Saturday, June 16, 2012

Lola Montez: Dead or Alive

Beautiful Lola
I've been a fan of Lola Montez for years. A whip-cracking vixen of the nineteenth century, she was a luxuriant weed growing unchecked in the hypercultivated garden of the Victorian era. The moralizing bourgeoisie viewed her as a terrible example of womanhood grown wild and warned their daughters against becoming transgressive rebels lest they suffer the fate of Lola Montez.
Scary Lola

“She has the evil eye and will bring bad luck to whoever links his destiny with hers,” the French novelist Alexandre Dumas Sr. wrote of La Montez.

As any avid student of history might appreciate, I feel that I have a personal relationship with Lola Montez, not just because I've read many biographies about her, but also because my path keeps crossing hers in mysterious ways.

I live in Brooklyn and am within walking distance of Green-Wood Cemetery, where she is buried under her real name:
And just last month, I visited a friend in Grass Valley, California, where Lola lived during the Gold Rush from 1853 to 1855. Her house is still standing. In fact, it has been preserved and features a couple of historic plaques that celebrate her life. The first is a state-registered landmark that describes Lola Montez as "a mistress of international intrigue and a feminist before her time":

The second plaque is a bit odd.

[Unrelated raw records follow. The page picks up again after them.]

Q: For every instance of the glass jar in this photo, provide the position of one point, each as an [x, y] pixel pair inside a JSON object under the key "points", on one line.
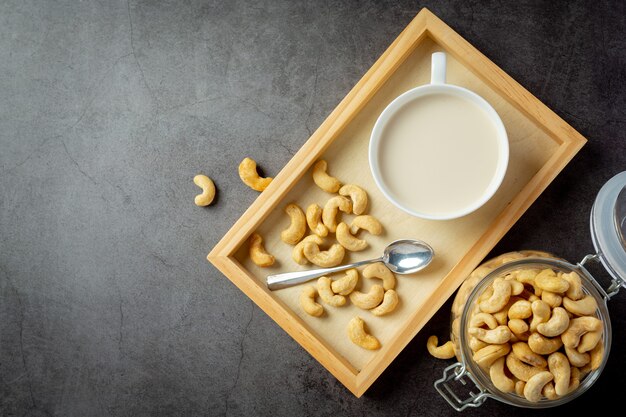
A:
{"points": [[608, 229]]}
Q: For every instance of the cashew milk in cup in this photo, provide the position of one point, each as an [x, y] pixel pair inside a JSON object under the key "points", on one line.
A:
{"points": [[439, 151]]}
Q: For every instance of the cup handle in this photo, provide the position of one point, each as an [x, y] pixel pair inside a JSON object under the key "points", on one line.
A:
{"points": [[438, 68]]}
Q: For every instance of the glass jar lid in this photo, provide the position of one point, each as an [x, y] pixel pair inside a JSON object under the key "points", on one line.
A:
{"points": [[608, 227]]}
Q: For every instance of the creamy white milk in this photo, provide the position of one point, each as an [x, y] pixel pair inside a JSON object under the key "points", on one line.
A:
{"points": [[438, 154]]}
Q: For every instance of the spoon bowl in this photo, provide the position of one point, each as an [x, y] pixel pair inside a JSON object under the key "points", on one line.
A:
{"points": [[404, 256], [407, 256]]}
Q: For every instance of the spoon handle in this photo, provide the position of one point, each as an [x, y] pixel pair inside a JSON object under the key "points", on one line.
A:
{"points": [[289, 279]]}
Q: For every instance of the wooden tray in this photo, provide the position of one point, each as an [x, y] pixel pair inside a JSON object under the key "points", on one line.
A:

It says that Alice Lorraine Andrews, who acquired the Lola Montez house in 1933, gave it to the Pioneer Association of Nevada County, California, "to honor her grandparents and other pioneers and to create a center for the furtherance of Christian, patriotic and cultural ideals."
The house itself is a cozy, tidy-looking affair, maintained in good order as of the spring of 2012. It sits on a lot just a few blocks away from "downtown" Grass Valley, which is now a sleepy town with some good cafes, wine-tasting bars and restaurants.
The house wasn't open the day I showed up, but I peeked inside, and the interior looked stuffy and quiet. The image I took appeared fuzzy and ghostly. Is Lola's spirit still inside?
After an early divorce, affairs with virtuoso pianist Franz Liszt and King Ludwig I, a fatal duel, a revolution in Bavaria, several ugly marriages, countless whippings and a restless dancing career on four continents, Lola Montez died of syphilis in New York at the age of forty-three, broke and friendless.

Often when I think of her, I want to save her, yet I know I can't. But at least I can pay her a visit!